I’m not totally sure this is exactly the right way to approach the problem or not, but when you understand, really understand, how something works it makes it easier to produce quality content.
I really wanted to understand how the Third Party Library template works. First step is to open/create a game. And it needs to be a C++ game not a Blueprint game. Apparently you can’t see the advance choices from the green “New Plugin” button if you created the original game as a blueprint. In a new C++ game, the “New Plugin” button displays:
- Blank
- Content Only
- Blueprint Library
- Editor Toolbar Button
- Editor Standalone Window
- Editor Mode
- Third Party Library <— use this choice for the quick test
Create a new Third Party Library plugin.
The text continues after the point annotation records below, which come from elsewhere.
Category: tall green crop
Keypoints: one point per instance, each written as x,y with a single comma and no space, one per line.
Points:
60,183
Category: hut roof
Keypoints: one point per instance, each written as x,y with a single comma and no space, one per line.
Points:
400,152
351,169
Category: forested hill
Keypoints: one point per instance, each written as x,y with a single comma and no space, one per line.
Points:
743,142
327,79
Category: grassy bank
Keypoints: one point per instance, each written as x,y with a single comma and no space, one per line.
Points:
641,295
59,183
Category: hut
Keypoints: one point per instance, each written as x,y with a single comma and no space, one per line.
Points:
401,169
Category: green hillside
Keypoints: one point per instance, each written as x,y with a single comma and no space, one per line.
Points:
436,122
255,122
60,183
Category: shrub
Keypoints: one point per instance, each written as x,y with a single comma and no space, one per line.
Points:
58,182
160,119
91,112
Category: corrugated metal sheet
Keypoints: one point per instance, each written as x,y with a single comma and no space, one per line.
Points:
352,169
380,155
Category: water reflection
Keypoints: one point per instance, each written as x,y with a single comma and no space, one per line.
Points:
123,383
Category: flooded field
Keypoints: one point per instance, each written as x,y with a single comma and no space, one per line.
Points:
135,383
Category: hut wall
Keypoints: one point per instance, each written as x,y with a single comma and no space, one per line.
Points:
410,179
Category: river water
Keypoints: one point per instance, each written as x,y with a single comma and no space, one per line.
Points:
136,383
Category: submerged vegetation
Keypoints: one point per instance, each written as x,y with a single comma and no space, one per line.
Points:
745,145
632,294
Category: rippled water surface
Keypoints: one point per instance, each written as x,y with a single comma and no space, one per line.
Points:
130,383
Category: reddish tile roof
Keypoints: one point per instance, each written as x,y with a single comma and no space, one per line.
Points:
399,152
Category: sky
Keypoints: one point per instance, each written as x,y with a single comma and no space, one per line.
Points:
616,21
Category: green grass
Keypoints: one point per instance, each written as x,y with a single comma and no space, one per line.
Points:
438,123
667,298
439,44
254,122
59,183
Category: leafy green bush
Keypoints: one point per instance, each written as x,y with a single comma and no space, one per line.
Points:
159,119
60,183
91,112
Lets call it something fancy, “abc”. The plugin gets built “Generating Code” and you will see a popup window “Third Party Plugin” “Loaded ExampleLibrary.dll from Third Party Plugin sample.” That tells you the plug was installed, built and successfully run. You can analyse the code contained within the Plugin folder via Visual Studio. Check and understand each and every file contained within, particularly the C# files: “abc.Build.cs” and “abcLibrary.Build.cs”. Note carefully the file structure…
Plugins
abc
-Binaries
ThirdParty
abcLibrary
Win64
Win64
-Content
-Intermediate (contains Build --> Win64 --> UE4Editor-->Development-->abc folders)
-Resources
-Source
abc
Private
Public
ThirdParty
abcLibrary
ExampleLibrary (with folder ExampleLibrary.xcodeproj)
ExampleLibrary.xcodeworkspace
Mac
Release
x64
Release
What happens here is that the original content of the plugin contains that which is held within Source, Resources and Content folders. The other root folders, Binaries and Intermediate are generated folders, propagated when you add the plugin (remember the “Generating Code” popup?) And when you really dissect the code, the magic is that the abcLibrary .dll / .lib files are copied from Source into Binaries/ThirdParty folder as appropriate.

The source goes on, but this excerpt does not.